When there is a murder in the building, the tea ladies draw on their wider network and put themselves in danger as they piece together clues that connect the murder to a nearby arson and a kidnapping. But if there’s one thing tea ladies can handle, it’s hot water.

Reviewer: Narrelle Harris

Many readers of this fabulous novel won’t remember tea ladies – the older women who, once upon a time, wheeled a tea trolley through every floor of a business, bringing tea, biscuits, a sympathetic ear (and occasionally gossip) to everyone from the mail room to the executive suites. But that doesn’t matter at all, because Amanda Hampson brings that history, and four very different tea ladies, to perfect life in The Tea Ladies.

It’s 1965 in Sydney’s rag trade district, and four tea ladies who work in the surrounding fashion manufacturers meet regularly on their own breaks. The gentle Hazel, bossy Merl, slightly ditzy Betty and rough-as-guts Irene (who herself has a colourful past).

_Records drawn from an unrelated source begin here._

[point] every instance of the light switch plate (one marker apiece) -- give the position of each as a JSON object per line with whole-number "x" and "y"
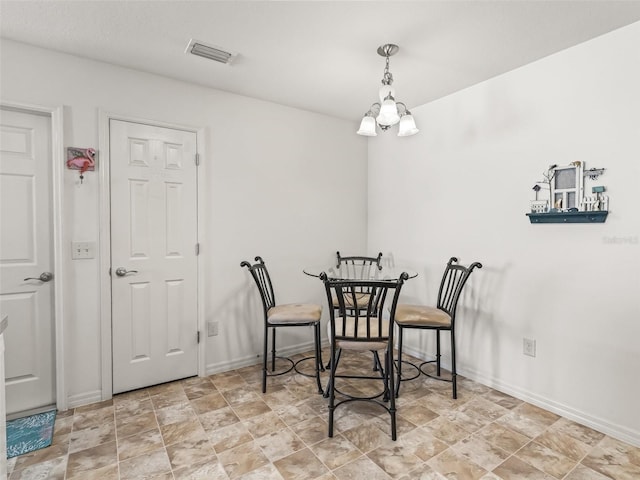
{"x": 83, "y": 250}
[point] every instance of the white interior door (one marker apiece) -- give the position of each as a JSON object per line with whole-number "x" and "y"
{"x": 153, "y": 254}
{"x": 26, "y": 264}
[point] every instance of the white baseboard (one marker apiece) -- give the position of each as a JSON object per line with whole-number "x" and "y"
{"x": 620, "y": 432}
{"x": 81, "y": 399}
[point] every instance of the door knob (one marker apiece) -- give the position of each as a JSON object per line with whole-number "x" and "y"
{"x": 44, "y": 277}
{"x": 121, "y": 271}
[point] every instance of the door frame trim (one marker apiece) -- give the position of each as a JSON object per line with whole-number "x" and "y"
{"x": 57, "y": 235}
{"x": 105, "y": 241}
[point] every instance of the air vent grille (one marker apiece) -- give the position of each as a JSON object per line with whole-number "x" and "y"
{"x": 211, "y": 52}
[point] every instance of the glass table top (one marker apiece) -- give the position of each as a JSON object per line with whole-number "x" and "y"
{"x": 349, "y": 272}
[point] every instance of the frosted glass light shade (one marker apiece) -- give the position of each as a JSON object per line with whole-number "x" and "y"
{"x": 388, "y": 112}
{"x": 384, "y": 91}
{"x": 407, "y": 126}
{"x": 367, "y": 127}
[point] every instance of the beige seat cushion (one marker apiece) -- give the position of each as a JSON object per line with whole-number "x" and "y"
{"x": 421, "y": 316}
{"x": 362, "y": 334}
{"x": 295, "y": 313}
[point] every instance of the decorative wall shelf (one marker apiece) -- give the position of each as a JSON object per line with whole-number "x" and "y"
{"x": 569, "y": 217}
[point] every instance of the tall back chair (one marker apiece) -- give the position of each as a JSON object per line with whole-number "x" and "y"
{"x": 366, "y": 328}
{"x": 357, "y": 267}
{"x": 440, "y": 317}
{"x": 287, "y": 315}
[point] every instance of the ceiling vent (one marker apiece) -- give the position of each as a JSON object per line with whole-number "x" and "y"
{"x": 211, "y": 52}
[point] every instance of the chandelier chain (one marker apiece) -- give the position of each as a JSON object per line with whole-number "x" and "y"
{"x": 387, "y": 78}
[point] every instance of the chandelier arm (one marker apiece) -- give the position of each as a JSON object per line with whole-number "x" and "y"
{"x": 405, "y": 110}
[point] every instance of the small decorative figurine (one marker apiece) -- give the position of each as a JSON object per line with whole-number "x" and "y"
{"x": 82, "y": 159}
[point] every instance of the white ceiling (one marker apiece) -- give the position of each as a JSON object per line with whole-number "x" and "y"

The story kicks off when Hazel sees a woman seeming to ask for help from an upper window of the abandoned bond warehouse beside her workplace, Empire Fashionwear. The police aren’t particularly interested, even when the warehouse burns down a day later – and Hazel discovers the corpse of the new accountant inside the Empire building.

Hazel Bates is calm, sensible, kind and has a special skill for knowing when somebody is lying. Frustrated at the lack of interest from the police, she and her network of tea lady friends begin their own investigation. It’s always a treat to see older women as lead characters in a book, and these four very different women, with a common job but vastly different lives, create a terrific set of storytelling dynamics.

But Hazel isn’t just a Miss Marple type – she has her own approaches, and her own troubles, too, with her discovery of her husband’s secrets (and keeping one of her own). These elements weave around and through each other as the tea ladies court get deeper into dangerous territory and begin to wonder who they can trust.

At the same time, Jean Shrimpton has sent shockwaves through Australia’s fashion industry by appearing at Derby Day in Melbourne in a miniskirt. Amidst all the mysteries surrounding the murder, orders of their old-fashioned designs have dried up. The response of the factory floor is another delightful thread of gold weaving in and out of the main crime plot.

All of these elements are beautiful combined with a powerful sense of place and time, a hint of nostalgia, wonderfully crafted characters and friendships, a soupçon of magic realism, and an intricate crime plot that brings deadly danger to one of the most delightful amateur sleuths I’ve read.  

The Tea Ladies is a fabulous book, and highly recommended.